The clients have previously been living in Mawson, Antarctica and wanted a house that reflected their experience in efficient resource use and which would suit their young family.

The judges praised the house for the consideration which had been taken in terms of the materials used.

"A well considered property, the designers have thought through the sustainability impact of each and every material and component in Marion House."

They added: "The project tells a good sustainability story. It is elegant with a modesty of scale; each component simply achieves what it needs to do. There’s a little bit of poetry to it.

"Importantly, the energy performance is proven with post-occupancy evidence."

The design sought to take a holistic passive solar approach utilising sunlight, natural breezes and mass stability.

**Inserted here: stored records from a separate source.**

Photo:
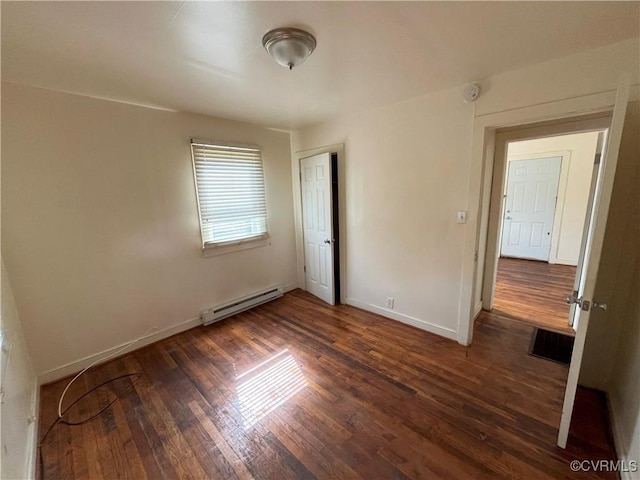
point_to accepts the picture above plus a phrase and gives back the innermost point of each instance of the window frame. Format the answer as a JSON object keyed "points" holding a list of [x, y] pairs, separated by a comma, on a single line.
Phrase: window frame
{"points": [[217, 248]]}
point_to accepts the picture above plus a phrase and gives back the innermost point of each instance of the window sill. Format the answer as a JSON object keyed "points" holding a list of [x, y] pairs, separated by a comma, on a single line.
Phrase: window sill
{"points": [[215, 250]]}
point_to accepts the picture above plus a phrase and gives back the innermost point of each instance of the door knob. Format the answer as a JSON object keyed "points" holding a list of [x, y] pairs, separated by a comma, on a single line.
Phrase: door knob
{"points": [[601, 306]]}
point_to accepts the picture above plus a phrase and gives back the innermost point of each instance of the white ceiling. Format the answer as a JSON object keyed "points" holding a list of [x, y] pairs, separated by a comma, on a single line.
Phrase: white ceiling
{"points": [[207, 57]]}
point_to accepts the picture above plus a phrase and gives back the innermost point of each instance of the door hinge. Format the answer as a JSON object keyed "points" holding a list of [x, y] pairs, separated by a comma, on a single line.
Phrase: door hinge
{"points": [[585, 305]]}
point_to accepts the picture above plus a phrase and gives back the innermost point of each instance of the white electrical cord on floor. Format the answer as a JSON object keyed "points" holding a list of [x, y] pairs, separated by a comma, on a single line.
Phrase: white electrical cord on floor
{"points": [[111, 355]]}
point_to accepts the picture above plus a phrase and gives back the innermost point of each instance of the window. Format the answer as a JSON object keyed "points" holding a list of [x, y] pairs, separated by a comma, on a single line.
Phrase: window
{"points": [[230, 192]]}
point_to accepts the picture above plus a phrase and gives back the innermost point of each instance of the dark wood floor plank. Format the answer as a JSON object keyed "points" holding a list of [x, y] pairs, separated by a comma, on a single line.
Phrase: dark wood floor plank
{"points": [[373, 398], [534, 292]]}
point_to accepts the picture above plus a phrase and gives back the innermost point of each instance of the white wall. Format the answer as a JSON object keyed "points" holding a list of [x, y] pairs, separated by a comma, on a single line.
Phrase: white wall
{"points": [[611, 360], [624, 388], [17, 437], [100, 222], [578, 151], [406, 175], [408, 168]]}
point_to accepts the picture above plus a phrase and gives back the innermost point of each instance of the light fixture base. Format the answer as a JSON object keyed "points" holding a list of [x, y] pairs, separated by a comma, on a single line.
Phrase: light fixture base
{"points": [[289, 46]]}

The company list their top innovations as the passive evaporative cooling in living spaces, the automation which allows the house to use passive cooling strategies when the people in the house are inactive or absent. It also incorporates a permaculture garden which reduces food miles and has followed the Asthma Foundation recommendations for a healthy home.

INITIATIVES

  • The design seeks to take a holistic passive solar approach in making the most of the natural resources and energy flows available to the site. These resources were:
  • Sunlight:
  • Melbourne is a primarily heating climate.
  • Sunlight has been harnessed for:
  • Space Heating
  • The design maximises solar heat gains by placing large northern windows to bring sunlight deep into the house. Eaves allow full winter penetration but shade out the summer sun. A highly insulated building fabric then traps this heat in winter, and excludes it in summer.
  • Evacuated-tube solar hot water provides 80per cent of the hot water needs.
  • A 2.2 kilowatt panel system offsets the house’s energy use, producing more energy than used over a year.
  • Breezes have been harnessed for cooling.
  • The rear inverted veranda funnels these breezes over living spaces all aligned to this breeze path.
  • Night Purging
  • Casement windows scoop evening breezes cooling the house in summer.
  • Opening the large clerestory windows at the ceiling apex encourages warm air to rise and exit, drawing in cool air to replace it.
  • Melbourne has moderate to large diurnal temperature swings.
  • Thermal mass in the slab, enhanced by a dark polished concrete floor, moderates temperature extremes and provides a thermal reservoir for both heat retention in winter and cooling capacity in summer.
  • Flushing toilets and supplying laundry internally, and garden irrigation. Rain supplies 70 per cent of water requirements.
  • Providing bounty.
  • Irrigation from the watertank, combined with full solar access to the front garden.